Kepala Dinas Kesehatan Sumut Faisal Hasrimy menjelaskan bahwa skema KSO dipilih karena lebih efektif dan efisien. Pemerintah tidak perlu membangun kapasitas operasional dari awal sehingga risiko pengelolaan SDM dan manajemen bisa diminimalkan.
"Dengan sistem KSO, Pemprov Sumut tidak perlu membangun kapasitas operasional rumah sakit dari nol. Selain itu, mitigasi risiko SDM dan manajemen lebih baik, operasional lebih cepat, aset tetap dimiliki pemerintah, fleksibel secara administratif, dan kualitas layanan tetap terjaga," ujar Faisal.
Proyek ini merupakan kolaborasi antara PT Dirga Surya, PT Pembangunan Prasarana Sumatera Utara (PPSU), RS Haji Medan, RS Mitra (RS An-Nisa), dan PT Bank Sumut.

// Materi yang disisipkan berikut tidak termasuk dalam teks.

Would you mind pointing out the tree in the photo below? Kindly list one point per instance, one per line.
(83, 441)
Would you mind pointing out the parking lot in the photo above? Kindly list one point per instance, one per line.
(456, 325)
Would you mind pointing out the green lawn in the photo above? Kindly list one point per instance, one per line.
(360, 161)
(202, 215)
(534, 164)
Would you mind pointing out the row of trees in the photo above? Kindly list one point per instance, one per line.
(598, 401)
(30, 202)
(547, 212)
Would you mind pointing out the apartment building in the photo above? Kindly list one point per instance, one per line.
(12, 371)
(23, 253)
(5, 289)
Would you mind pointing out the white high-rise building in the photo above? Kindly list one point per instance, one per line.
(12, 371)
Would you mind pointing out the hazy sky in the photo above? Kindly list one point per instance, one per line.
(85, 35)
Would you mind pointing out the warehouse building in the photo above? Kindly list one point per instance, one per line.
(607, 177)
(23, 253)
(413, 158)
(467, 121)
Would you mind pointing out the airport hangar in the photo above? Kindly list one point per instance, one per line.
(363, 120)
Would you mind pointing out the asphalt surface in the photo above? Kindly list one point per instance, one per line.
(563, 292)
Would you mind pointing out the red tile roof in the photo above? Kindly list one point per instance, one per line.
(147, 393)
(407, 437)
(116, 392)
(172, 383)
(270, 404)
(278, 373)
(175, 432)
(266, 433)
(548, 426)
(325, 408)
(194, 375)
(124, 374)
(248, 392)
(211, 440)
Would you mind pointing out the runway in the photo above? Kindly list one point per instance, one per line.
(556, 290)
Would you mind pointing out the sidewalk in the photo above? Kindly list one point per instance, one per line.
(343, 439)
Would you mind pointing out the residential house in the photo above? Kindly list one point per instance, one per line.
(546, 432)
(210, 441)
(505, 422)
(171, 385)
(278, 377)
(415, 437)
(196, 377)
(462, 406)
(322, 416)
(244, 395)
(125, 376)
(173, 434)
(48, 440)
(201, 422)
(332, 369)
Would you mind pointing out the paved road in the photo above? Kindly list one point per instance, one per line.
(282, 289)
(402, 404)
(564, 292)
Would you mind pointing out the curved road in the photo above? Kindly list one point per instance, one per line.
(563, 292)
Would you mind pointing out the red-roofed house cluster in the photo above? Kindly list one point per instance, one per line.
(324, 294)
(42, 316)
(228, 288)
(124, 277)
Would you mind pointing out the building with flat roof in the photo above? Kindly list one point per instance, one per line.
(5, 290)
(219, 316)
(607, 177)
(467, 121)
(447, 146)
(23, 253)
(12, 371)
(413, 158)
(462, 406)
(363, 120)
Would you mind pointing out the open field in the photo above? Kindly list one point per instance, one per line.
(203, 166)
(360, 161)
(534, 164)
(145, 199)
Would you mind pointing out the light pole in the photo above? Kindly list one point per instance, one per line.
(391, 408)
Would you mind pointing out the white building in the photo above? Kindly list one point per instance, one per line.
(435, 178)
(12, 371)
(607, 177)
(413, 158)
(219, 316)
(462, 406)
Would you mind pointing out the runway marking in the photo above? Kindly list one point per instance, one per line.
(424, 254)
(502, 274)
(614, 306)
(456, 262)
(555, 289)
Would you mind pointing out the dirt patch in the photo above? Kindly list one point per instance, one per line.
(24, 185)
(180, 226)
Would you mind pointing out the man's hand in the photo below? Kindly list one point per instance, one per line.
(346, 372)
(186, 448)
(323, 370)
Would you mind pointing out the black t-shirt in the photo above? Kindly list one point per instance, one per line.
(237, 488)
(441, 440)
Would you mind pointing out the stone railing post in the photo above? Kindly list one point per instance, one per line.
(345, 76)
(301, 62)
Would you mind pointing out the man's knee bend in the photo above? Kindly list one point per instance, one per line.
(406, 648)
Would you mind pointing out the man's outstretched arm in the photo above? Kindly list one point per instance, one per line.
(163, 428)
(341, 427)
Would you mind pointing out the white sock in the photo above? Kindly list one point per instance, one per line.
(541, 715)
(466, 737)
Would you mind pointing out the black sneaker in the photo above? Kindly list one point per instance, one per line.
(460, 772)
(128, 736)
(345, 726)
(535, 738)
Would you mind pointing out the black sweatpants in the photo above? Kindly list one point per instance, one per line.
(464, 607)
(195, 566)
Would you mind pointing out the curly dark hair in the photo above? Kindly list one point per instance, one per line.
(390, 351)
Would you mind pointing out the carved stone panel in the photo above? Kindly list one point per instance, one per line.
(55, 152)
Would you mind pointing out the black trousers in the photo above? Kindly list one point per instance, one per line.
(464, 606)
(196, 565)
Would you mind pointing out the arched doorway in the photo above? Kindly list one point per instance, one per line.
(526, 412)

Dalam skema KSO, PT Dirga Surya bertugas menyediakan aset, RS Mitra mengelola layanan operasional sesuai standar profesional, sedangkan RS Haji Medan memastikan mutu layanan, tata kelola, dan keberlanjutan rumah sakit.
Rumah sakit ini direncanakan berdiri di pusat Kota Medan, berdekatan dengan dua rumah sakit bertaraf internasional lainnya yang belum melayani pasien BPJS Kesehatan. Faisal menegaskan bahwa pasien BPJS tetap bisa mengakses layanan kesehatan premium tanpa harus terbebani biaya tinggi.
"Rumah sakit bertaraf internasional ini untuk pasien BPJS Kesehatan. Tujuannya mewujudkan layanan kesehatan terpadu, bermutu tinggi, berkelanjutan, dan memberikan manfaat maksimal bagi masyarakat dan daerah," kata Faisal.
Pembangunan rumah sakit ini diharapkan menjawab kebutuhan masyarakat Sumut akan layanan kesehatan modern dengan standar global, sekaligus menjadi solusi bagi pasien BPJS yang selama ini kesulitan mengakses fasilitas serupa.